Manual Preprocessing

While EegFun.jl provides the automated preprocess() pipeline for batch processing, you may want to manually control each step of preprocessing for exploration, customization, or teaching purposes. This tutorial explains the why and when behind each preprocessing step.

See the [preprocessing_workflow demo](../demos/workflows/preprocessing_workflow.md) for a complete working example. The automated equivalent of this workflow is documented in [Batch Processing](batch-processing.md).

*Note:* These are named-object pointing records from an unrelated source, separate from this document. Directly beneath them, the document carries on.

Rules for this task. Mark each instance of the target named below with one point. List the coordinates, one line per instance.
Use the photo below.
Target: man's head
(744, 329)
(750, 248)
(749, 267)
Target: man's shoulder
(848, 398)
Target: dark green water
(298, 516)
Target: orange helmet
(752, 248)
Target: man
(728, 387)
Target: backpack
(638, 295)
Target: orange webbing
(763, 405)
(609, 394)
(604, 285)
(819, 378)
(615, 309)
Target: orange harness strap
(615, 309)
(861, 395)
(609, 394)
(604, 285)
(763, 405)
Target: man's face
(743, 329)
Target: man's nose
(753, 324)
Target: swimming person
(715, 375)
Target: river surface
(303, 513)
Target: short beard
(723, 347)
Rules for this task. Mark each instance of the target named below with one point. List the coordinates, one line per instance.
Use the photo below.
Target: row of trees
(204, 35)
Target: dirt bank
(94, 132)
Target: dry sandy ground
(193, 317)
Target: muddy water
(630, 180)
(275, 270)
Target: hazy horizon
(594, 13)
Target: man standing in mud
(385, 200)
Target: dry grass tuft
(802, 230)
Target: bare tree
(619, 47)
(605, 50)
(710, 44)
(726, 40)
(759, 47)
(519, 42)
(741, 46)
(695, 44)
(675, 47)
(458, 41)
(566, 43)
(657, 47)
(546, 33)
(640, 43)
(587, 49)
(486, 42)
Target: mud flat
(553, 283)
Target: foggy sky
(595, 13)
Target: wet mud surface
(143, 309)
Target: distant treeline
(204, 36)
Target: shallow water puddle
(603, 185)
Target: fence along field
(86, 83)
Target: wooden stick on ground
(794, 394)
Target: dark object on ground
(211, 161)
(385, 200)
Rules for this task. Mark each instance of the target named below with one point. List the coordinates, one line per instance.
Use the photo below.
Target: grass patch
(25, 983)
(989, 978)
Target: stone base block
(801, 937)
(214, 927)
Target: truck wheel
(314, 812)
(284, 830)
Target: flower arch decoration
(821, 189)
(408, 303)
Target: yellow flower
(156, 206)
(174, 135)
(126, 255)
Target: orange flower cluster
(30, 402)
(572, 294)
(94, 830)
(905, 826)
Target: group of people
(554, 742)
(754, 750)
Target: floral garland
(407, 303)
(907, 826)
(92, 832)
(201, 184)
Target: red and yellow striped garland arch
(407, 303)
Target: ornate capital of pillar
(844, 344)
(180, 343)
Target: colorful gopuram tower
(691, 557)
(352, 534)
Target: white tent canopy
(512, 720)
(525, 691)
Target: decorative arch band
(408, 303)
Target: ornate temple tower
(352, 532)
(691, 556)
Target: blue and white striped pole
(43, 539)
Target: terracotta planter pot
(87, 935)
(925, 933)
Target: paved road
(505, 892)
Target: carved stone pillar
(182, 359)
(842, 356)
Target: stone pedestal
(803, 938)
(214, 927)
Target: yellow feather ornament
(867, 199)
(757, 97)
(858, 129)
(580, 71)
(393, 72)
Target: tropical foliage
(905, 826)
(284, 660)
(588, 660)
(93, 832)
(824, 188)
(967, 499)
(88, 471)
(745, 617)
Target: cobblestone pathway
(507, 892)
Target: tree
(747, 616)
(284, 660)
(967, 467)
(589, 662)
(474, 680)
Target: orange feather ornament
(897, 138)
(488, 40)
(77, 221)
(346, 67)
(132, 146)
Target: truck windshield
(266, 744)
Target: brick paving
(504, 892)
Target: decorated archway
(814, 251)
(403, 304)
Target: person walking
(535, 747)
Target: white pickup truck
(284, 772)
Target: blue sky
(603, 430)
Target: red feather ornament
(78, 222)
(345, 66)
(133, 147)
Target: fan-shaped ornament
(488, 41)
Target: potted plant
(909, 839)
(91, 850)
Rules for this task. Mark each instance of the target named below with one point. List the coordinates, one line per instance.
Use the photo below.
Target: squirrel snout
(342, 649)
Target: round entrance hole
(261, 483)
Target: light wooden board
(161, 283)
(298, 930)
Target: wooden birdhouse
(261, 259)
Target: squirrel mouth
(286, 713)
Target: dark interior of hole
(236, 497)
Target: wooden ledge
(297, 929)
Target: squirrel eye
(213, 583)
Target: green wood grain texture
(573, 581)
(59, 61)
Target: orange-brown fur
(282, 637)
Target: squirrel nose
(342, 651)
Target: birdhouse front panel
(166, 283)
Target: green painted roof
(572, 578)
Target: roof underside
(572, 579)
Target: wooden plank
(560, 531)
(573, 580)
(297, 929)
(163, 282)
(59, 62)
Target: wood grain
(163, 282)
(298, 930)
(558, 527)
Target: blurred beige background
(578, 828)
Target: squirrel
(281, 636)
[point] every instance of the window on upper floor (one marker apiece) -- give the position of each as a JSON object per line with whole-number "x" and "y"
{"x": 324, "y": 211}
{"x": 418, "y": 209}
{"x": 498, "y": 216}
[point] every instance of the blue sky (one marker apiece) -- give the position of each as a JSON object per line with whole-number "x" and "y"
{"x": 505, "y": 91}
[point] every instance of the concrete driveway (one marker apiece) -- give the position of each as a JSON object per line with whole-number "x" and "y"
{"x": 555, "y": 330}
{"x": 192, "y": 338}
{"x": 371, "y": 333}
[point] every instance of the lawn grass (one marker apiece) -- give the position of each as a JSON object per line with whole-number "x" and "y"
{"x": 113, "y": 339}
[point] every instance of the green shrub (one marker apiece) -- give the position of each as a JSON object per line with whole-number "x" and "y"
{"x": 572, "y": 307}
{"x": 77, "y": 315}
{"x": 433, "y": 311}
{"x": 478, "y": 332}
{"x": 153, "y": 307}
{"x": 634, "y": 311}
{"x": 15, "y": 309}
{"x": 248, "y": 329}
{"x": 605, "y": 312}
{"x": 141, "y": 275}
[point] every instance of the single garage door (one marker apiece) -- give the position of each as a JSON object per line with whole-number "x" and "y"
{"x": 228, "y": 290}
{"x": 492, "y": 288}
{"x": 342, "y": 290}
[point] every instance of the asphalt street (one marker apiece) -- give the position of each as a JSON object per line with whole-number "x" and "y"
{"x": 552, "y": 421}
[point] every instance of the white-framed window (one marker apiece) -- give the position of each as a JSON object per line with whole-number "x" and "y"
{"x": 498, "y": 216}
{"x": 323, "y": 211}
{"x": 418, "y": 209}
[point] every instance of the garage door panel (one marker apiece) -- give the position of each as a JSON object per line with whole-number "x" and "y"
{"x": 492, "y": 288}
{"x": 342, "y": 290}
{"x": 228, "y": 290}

The Preprocessing Philosophy

EEG preprocessing is a balancing act between removing noise and preserving signal. Every step involves trade-offs:

Too lenient artifact rejection → contaminate your ERPs
Over-reliance on ICA → remove brain activity that correlates with artifacts

The goal is to make data cleaner without making it artificial.

Step-by-Step Rationale

1. Load Data and Configure Layout

julia

dat = EegFun.create_eegfun_data(raw_data, layout)
EegFun.polar_to_cartesian_xy!(layout)   
EegFun.polar_to_cartesian_xyz!(layout)  
EegFun.get_neighbours_xy!(layout, 0.4)

Why?

2D coordinates: Required for topographic plots
3D coordinates: Required for advanced interpolation (spherical spline)
Neighbors: Pre-calculated for efficient channel repair

When to Customize?

Adjust neighbour distance based on electrode density — the distance is in normalized units where 1.0 = the scalp equator. Think of it as a fraction of the head radius: 0.4 means "neighbours within 40% of the head radius"
Higher density arrays (e.g., 128 channels) may need smaller radius (~0.3)

2. Mark Epoch Windows

julia

EegFun.mark_epoch_intervals!(dat, epoch_cfg, [-0.2, 1.0])

Why?

Creates a boolean column :epoch_interval in your data, allowing you to:

Exclude inter-trial intervals from artifact detection
Focus EOG correlation analysis on epochs

When to Skip?

If you want to analyze the entire recording (e.g., resting-state data), skip this step.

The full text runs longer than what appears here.